The prior, likelihood and posterior for each model is:

Bayes_table

A data.frame: 3 × 4
Model	Prior	Likelihood	Posterior
<chr>	<dbl>	<dbl>	<dbl>
Model 1 (beta = 0)	0.2	0.0019210299	0.2354034
Model 2 (beta = 0.5)	0.4	0.0021961524	0.5382339
Model 3 (beta = 1)	0.4	0.0009236263	0.2263627

Results#

df_Bayes <- data.frame(
  Model = rep(paste0("Model ", 1:3, "\n(beta = ", beta_values, ")"), each = 3),
  Stage = rep(c("Prior", "Likelihood", "Posterior"), times = 3),
  Probability = c(
    # beta=0: prior, likelihood, posterior
    priors[1], likelihoods[1]/sum(likelihoods), posteriors[1],
    # beta=0.5: prior, likelihood, posterior  
    priors[2], likelihoods[2]/sum(likelihoods), posteriors[2],
    # beta=1.0: prior, likelihood, posterior
    priors[3], likelihoods[3]/sum(likelihoods), posteriors[3]
  )
)

# Set factor levels for proper ordering
df_Bayes$Stage <- factor(df_Bayes$Stage, levels = c("Prior", "Likelihood", "Posterior"))
df_Bayes$Model <- factor(df_Bayes$Model, levels = paste0("Model ", 1:3, "\n(beta = ", beta_values, ")"))
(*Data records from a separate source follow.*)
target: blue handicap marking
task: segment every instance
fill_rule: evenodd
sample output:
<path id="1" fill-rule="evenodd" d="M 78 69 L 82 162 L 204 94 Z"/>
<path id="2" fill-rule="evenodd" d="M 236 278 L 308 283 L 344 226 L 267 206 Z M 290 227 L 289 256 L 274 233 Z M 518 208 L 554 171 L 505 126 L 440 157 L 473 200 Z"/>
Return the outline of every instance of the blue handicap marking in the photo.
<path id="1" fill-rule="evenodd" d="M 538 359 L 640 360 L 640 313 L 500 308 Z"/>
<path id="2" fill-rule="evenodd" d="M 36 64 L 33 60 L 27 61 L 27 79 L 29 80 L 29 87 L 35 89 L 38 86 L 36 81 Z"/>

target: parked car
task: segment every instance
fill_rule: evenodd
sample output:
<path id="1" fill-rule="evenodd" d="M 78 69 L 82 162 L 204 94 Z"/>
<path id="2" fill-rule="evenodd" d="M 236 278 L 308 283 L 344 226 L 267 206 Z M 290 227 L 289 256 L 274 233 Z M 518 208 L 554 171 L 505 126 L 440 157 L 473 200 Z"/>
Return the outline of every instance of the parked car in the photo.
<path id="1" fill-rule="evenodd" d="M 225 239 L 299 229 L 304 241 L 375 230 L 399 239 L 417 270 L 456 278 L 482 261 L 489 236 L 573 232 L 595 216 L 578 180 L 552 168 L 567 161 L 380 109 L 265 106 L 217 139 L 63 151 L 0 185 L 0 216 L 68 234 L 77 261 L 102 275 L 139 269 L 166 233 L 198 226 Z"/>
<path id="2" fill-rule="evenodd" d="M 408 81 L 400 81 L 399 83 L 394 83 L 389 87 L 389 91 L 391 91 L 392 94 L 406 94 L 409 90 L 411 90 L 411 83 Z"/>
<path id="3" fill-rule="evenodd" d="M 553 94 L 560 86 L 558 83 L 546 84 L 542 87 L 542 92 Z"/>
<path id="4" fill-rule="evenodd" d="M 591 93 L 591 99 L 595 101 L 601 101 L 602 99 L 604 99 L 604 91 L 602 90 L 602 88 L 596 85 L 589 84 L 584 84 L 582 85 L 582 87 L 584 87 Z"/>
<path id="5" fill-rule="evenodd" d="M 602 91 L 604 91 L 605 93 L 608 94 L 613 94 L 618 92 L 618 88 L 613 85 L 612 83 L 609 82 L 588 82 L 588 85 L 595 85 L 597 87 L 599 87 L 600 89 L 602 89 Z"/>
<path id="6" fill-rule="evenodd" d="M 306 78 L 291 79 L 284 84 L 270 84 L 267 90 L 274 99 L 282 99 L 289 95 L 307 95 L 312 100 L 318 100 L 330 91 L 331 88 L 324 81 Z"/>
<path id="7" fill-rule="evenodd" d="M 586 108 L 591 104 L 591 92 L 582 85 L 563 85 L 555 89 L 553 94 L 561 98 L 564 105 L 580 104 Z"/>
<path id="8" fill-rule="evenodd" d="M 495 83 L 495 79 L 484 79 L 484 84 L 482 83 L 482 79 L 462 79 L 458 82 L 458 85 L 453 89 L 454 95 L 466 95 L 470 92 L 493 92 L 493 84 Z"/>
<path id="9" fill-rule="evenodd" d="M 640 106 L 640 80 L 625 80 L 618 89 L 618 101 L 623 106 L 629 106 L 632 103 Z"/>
p_Bayes <- ggplot(df_Bayes, aes(x = Stage, y = Probability, fill = Model)) +
  geom_col(position = position_dodge(width = 0.8), width = 0.6, 
           color = "black", linewidth = 0.3) +
  geom_text(aes(label = scales::percent(Probability, accuracy = 0.1)), 
            position = position_dodge(width = 0.8), vjust = -0.5, 
            size = 4, fontface = "bold") +
  scale_fill_manual(values = c("lightcoral", "skyblue", "lightgreen"),
                    name = "Genetic Effect") +
  labs(
    y = "Probability",
    x = NULL,
    title = "Bayesian Update: From Prior Beliefs to Posterior Knowledge"
  ) +
  ylim(0, max(df_Bayes$Probability) * 1.15) +
  theme_minimal(base_size = 14) +
  theme(
    plot.title = element_blank(),
    axis.title.y = element_text(face = "bold"),
    axis.text.x = element_text(face = "bold", size = 12),
    axis.text.y = element_text(face = "bold"),
    legend.title = element_text(face = "bold"),
    legend.text = element_text(face = "bold"),
    legend.position = "bottom",
    panel.grid.minor = element_blank(),
    panel.grid.major.x = element_blank(),
    panel.background = element_rect(fill = "transparent", color = NA),
    plot.background = element_rect(fill = "transparent", color = NA)
  ) +
  annotate("text", x = 1, y = max(df_Bayes$Probability) * 1.1, 
           label = "Initial\nBeliefs", fontface = "italic", size = 3.5) +
  annotate("text", x = 2, y = max(df_Bayes$Probability) * 1.1, 
           label = "Data\nEvidence", fontface = "italic", size = 3.5) +
  annotate("text", x = 3, y = max(df_Bayes$Probability) * 1.1, 
           label = "Updated\nBeliefs", fontface = "italic", size = 3.5)

# Display the plot
print(p_Bayes)

_images/9be6db89a349f43cd732c2338fcc6657fc026847a173018c2887c88fc0c988ef.png

ggsave("./figures/Bayes_rule.png", plot = p_Bayes,
       width = 10, height = 6, 
       bg = "transparent",
       dpi = 300)

The beauty of Bayes’ rule is that it provides a principled way to incorporate both prior knowledge and new evidence. Our final belief (posterior) balances what we thought before seeing the data with what the evidence tells us.